Separated into parts the year unfolded with event after event for the Van Gogh team. All of whom supported him as an artist unequivocally through turmoil not the least the fact that his paintings just wouldn’t sell. Listening to these letters show casing his thoughts we could step back and follow with no little joy’s and woe’s that were to reflect the artists moods and discrepancies.
He was in great excitement about his idea for an art colony in Arles; where he had moved after finding his legendarily famous yellow house, so called because its walls were painted yellow. In his faithful heart he wanted and indeed revered the idea that a fellow painter Paul Gauguin would head it.

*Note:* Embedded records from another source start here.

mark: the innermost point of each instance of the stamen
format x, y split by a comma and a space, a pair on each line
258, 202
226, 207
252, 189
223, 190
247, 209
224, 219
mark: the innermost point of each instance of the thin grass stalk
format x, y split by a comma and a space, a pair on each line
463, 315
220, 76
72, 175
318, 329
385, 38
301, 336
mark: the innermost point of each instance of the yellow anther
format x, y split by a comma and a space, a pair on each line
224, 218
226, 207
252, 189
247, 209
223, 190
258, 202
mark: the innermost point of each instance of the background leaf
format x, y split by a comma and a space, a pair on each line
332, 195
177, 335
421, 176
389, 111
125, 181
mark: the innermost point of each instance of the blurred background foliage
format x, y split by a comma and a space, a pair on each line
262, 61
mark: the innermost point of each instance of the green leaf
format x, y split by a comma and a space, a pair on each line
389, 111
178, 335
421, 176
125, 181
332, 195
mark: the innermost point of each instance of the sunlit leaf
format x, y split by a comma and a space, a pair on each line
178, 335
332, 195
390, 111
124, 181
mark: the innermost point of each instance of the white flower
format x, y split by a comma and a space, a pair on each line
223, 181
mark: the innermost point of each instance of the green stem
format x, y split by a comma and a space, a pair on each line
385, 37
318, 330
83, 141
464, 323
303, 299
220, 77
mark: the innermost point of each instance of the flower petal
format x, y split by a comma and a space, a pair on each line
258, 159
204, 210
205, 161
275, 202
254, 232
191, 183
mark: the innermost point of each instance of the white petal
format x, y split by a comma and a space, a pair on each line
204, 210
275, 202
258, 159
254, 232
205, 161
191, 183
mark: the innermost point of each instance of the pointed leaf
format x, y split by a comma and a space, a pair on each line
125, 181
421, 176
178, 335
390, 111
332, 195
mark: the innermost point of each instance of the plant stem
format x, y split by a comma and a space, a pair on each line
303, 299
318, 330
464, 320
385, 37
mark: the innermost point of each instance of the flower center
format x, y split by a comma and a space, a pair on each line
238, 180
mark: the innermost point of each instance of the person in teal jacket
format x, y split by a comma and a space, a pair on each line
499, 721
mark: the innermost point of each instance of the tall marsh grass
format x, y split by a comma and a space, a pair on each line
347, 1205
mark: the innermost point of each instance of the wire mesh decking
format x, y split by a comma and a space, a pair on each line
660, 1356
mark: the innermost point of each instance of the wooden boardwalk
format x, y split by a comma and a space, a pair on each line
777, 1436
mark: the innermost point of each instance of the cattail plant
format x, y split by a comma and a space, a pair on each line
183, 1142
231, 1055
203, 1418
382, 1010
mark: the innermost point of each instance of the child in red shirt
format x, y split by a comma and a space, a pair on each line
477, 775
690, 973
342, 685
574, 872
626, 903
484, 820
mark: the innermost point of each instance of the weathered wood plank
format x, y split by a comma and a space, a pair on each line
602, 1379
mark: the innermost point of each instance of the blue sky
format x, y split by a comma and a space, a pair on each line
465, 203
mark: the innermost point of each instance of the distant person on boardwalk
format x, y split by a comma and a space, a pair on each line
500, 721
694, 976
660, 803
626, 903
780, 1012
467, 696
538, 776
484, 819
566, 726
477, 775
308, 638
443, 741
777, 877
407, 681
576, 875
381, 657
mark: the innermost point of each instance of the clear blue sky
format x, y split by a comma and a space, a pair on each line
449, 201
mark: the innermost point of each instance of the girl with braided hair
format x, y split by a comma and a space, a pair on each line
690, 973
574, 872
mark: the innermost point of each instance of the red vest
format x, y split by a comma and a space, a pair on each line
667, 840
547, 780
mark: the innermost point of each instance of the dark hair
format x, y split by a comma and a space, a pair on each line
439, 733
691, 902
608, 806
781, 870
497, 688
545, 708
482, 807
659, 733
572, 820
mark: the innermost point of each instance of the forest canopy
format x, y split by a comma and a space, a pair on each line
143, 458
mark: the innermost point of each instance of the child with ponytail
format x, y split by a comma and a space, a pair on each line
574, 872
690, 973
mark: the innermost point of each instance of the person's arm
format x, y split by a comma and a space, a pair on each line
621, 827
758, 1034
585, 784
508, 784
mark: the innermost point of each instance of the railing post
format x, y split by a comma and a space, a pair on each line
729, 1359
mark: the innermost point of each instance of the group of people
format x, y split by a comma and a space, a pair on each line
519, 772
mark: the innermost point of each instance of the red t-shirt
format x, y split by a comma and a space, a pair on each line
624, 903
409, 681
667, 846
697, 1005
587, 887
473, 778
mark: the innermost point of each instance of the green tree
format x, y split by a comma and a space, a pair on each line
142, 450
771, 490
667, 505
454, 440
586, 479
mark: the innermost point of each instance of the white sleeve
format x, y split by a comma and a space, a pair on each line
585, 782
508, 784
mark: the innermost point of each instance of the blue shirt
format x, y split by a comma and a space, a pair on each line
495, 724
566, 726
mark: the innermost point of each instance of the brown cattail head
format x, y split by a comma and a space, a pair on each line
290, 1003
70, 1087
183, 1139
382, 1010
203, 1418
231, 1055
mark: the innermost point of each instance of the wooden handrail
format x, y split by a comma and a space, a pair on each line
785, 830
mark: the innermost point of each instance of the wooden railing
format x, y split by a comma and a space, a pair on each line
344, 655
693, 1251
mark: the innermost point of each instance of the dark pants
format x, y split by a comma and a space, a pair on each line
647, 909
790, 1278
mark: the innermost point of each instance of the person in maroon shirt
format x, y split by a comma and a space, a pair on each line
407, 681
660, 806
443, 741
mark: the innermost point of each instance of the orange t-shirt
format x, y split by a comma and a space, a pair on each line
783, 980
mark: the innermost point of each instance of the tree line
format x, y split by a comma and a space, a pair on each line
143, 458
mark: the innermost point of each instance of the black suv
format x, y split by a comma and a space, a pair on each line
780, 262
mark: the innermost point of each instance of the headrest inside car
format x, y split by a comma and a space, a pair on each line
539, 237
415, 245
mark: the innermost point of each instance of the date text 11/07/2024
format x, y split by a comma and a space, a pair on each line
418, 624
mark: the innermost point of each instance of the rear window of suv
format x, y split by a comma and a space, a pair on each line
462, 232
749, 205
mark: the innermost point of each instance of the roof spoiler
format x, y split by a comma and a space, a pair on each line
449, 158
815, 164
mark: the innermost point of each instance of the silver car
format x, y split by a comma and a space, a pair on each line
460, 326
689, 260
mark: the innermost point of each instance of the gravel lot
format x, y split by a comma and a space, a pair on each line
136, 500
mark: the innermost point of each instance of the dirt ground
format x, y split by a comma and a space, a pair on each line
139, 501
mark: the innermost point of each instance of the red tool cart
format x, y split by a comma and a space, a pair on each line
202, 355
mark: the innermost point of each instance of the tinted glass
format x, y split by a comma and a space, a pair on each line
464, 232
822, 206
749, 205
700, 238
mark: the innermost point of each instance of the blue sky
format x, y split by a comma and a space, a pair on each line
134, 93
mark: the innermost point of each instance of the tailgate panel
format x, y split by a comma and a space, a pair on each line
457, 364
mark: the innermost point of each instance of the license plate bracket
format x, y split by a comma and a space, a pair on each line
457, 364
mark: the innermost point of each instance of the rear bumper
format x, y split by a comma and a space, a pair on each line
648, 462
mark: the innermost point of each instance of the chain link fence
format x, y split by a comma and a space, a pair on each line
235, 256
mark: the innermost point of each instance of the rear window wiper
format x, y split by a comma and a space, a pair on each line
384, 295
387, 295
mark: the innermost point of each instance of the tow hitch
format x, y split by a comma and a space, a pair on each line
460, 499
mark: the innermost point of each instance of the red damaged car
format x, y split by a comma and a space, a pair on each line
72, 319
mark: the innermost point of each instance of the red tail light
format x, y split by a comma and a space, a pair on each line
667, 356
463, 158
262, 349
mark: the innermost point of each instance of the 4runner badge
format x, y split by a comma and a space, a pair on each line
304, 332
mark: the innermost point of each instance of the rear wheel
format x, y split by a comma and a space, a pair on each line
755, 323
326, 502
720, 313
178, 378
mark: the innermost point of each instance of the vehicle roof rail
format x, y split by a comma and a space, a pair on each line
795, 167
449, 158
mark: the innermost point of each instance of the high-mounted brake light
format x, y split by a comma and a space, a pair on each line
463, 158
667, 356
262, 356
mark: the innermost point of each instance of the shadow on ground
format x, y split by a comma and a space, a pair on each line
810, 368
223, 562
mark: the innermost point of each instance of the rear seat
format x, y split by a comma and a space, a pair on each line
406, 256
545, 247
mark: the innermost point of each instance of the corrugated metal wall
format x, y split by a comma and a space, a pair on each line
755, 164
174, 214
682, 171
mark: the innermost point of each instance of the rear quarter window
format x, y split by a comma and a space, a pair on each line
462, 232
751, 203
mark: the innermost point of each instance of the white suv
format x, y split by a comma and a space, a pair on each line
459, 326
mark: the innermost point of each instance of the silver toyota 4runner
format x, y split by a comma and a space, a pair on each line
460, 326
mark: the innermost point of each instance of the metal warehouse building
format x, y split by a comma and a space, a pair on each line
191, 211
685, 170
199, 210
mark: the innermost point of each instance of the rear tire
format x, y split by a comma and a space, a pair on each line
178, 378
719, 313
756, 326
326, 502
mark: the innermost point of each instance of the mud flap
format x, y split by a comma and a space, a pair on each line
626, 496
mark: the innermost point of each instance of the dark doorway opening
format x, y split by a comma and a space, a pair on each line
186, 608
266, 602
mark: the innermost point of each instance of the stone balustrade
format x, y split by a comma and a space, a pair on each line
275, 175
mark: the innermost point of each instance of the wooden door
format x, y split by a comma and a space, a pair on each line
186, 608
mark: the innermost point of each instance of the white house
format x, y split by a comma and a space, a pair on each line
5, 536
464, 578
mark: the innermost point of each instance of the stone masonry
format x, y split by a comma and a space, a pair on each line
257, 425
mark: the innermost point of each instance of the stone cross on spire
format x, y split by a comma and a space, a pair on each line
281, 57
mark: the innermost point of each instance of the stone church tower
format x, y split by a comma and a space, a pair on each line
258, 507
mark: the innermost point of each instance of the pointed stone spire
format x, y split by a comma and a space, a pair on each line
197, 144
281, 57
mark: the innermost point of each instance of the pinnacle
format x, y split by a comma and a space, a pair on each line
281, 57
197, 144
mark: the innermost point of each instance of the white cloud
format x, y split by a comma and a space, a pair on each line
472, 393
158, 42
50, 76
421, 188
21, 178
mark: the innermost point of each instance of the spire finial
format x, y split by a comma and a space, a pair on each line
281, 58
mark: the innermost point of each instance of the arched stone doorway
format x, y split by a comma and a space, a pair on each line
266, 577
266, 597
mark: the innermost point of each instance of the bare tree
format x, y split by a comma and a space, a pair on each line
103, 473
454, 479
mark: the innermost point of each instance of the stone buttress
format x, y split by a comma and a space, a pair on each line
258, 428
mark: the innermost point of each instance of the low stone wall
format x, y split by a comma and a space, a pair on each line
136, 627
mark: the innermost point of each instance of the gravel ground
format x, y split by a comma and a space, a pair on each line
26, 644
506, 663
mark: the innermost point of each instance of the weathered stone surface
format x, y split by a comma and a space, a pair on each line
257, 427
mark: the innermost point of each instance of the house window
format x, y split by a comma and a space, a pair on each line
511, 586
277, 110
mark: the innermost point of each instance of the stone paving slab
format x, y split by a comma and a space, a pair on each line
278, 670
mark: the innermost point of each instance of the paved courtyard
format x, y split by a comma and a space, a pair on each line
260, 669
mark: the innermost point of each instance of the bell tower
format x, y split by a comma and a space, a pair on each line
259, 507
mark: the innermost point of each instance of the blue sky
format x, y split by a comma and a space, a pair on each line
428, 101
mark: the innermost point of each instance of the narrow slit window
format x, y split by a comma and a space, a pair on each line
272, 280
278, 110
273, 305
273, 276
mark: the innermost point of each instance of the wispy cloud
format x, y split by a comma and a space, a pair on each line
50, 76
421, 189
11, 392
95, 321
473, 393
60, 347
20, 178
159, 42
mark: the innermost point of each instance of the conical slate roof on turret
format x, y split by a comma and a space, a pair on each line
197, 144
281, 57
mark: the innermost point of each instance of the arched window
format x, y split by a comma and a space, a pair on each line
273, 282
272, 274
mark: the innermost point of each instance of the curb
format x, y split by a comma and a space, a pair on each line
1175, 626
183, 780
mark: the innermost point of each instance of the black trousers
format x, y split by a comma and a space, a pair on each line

The story went from France to Holland and vice versa as each told their stories via all these letters. Theo was also an art dealer and Vincent wanted him to paint as well, but the focus was on Vincent’s work. They described his paintings and theories with such an abundant joy that was as essential as breath.
And who now has not heard of this artist and therefore heard about his very fragile condition as a human being. And yes a vein darkness began to immerge. From the letter we realise that for him it was no joke. As we followed each story we could understand that not selling for him was a sadness that gripped him as vividly as cold air and hung around for just as long.
But his letters to his brother were filled with the excitement he felt and sure enough Gauguin decided to move to Arles to live with him at the Yellow house. The two tried to create a collaboration that would bring them together as great friends and towering Artists but things proved difficult and they found that in art and life they disagreed fiercely.
But Vincent’s problems were to worsen his paranoia grew too great to control and though Gauguin had great affection for the man he saw suffering he felt unsafe and even in fear for his life. At this point tears were gathering in my eyes I asked myself how can something so gracious be born of such suffering.
The Vincent we know of cut off part of his own ear, in the interests of sacrifice (putting it in a box to be kept), he recovered after time at an asylum but the storm that engulfed his life ended in terrible tragedy. And as this sadness extended its arm into me with force of nature his work only became more beautiful. Had he sold in his lifetime things may well have been different but I’m afraid it could not have assuaged his deteriorating life spiral. His gentility of work was some of the most harmoniously ever created at least that’s how I like to remember looking back at his life.